Friday, October 16, 2009

Need for a balanced and practical approach - Regulating the OTC Derivatives market

As legislators prepare to move ahead in debating the recently introduced draft bill on regulating OTC derivatives, several observers have questioned the need for the bill to be diluted, both in terms of coverage and in terms of regulatory oversight mandated. With over USD 600 trillion in notional amount & the stigma attached to CDS instruments (thanks to AIG) due to the current financial crisis, it is easy for one to be led astray and push for a total clamp-down on the market. However, we need to ensure this is looked at from the right perspective.

Regulation is very much needed and so is enhanced reporting and disclosure - without going in to an argument on Value at Risk Vs notional amounts, the very fact that US financial firms make over USD 30-40 billion+ in annual profits from such instruments gives an idea of the level of implied risk in this segment of the financial market. However, it is to be noted that not all of the volume is driven by speculative positions. To put this in perspective, a majority (65%+) of the USD 600 trillion notional pertains to Interest Rate Swaps (IRS) and close to 10% pertains to Currency swaps; and only about USD 60 trillion pertains to the much-vilified CDS bucket. And this is not to say that CDS as an instrument has any inherent flaws - it is as much necessary to create a vibrant credit market as is oil futures and options for a vibrant crude oil market.

More over, close to USD 60 trillion of the USD 600 trillion notional pertains to positions by non-financial firms, where they are hedging real risk associated with variables like interest rates, foreign exchange rates and commodity prices to reduce profit volatility related to factors not linked to their core business. Also, a significant portion of the IRS market would be covered swaps with hedged counter-positions on the books of financial services firms (banks using a pay floating-receive fixed swap to hedge interest rate risk on their floating rate loan pools for example).

To put it in a nut shell, the OTC derivatives market plays a significant role in maintaining a well-oiled financial services world. Over-regulation without understanding the true nature of the market kills the industry and reduces liquidity from the financial services market as a whole. The very nature of customization associated with loan tenures, currency positions etc is what makes the market so difficult to be managed through a pure exchange-driven mechanism. This is the very reason for large delays between trade execution and settlement, and hence accumulation of settlement risk. A regulatory push towards enhanced disclosure and reporting, and hence supervisory review of systemic risk, is a good idea - but draconian rules related to reporting or margining will add disproportionate costs and hence eventually strangles the industry.

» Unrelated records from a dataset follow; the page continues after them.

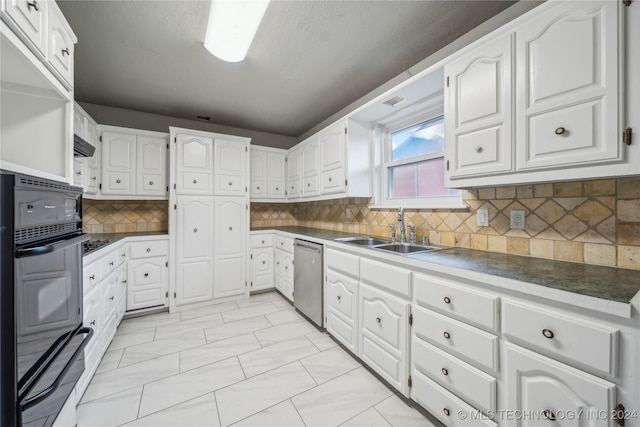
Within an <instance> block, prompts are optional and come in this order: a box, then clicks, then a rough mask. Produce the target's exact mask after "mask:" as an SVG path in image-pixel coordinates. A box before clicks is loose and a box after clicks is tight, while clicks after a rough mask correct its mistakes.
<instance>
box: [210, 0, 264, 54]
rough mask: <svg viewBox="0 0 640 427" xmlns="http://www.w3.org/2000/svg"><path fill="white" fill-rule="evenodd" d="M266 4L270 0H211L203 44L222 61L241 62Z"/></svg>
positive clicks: (258, 26)
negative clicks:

Having said this, the directive towards moving a larger portion of the OTC Derivatives volume to central clearing houses is laudable. This is as much a solution to industry woes as for regulators' woes - the positive industry response to DTCC's Trade Information Warehouse a few years back & success of other service providers like Markit and TriOptima clearly shows that there is proven business value attached to central parties which can facilitate information exchange and drive information accuracy. However, a few points need to be noted:
  • Centralized clearing houses do create systematic risk due to aggregation of risk to a single counterparty. So, unless strict norms around capitalization of these clearing houses is part of the mandate, the move could be counter-productive in the longer term.
  • What is more important than centralized information is how regulators and industry uses this information. Unless there is a good mechanism to roll up exposures across related parties and highlight areas of risk concentration, along with a clear mechanism of regualting the same by supervisory oversight, the central clearing house solution doesn't provide any real relief. For example, several large US firms had exposures to multiple Lehman entities (collateral pledged with Lehman US and Lehman UK separately for example) and since analysis of rolled-up exposures to Lehman group as a whole was not done or acted upon, realization of the overall exposure happenned only post-event.
  • Margining requirements have to be as tight on non-financial firms as on financial services firms. I do not personally agree with the opinion that stricter margining requirements dilutes business value for firms using it as a true hedge. I agree that it does entail added costs to doing business, but if the regulation is lax towards non-financial firms in this area, it leaves a big loop hole. Nothing stops rogue financial arms of oil companies or any others from creating Enron-like situations due to unregulated open exposures in derivative positions.

To summarize, we do need fresh regulations on facilitating centralized counterparty driven clearing, enhanced reporting and stricter margin requirements; however, regulators need to work closely with industry leaders and industry SROs to ensure that we create an environment for controlled growth and not lead to total market constriction. On the same note, we have to be careful on diluting rules for select areas of the market - since loop holes almost always are exploited by smart players in the market!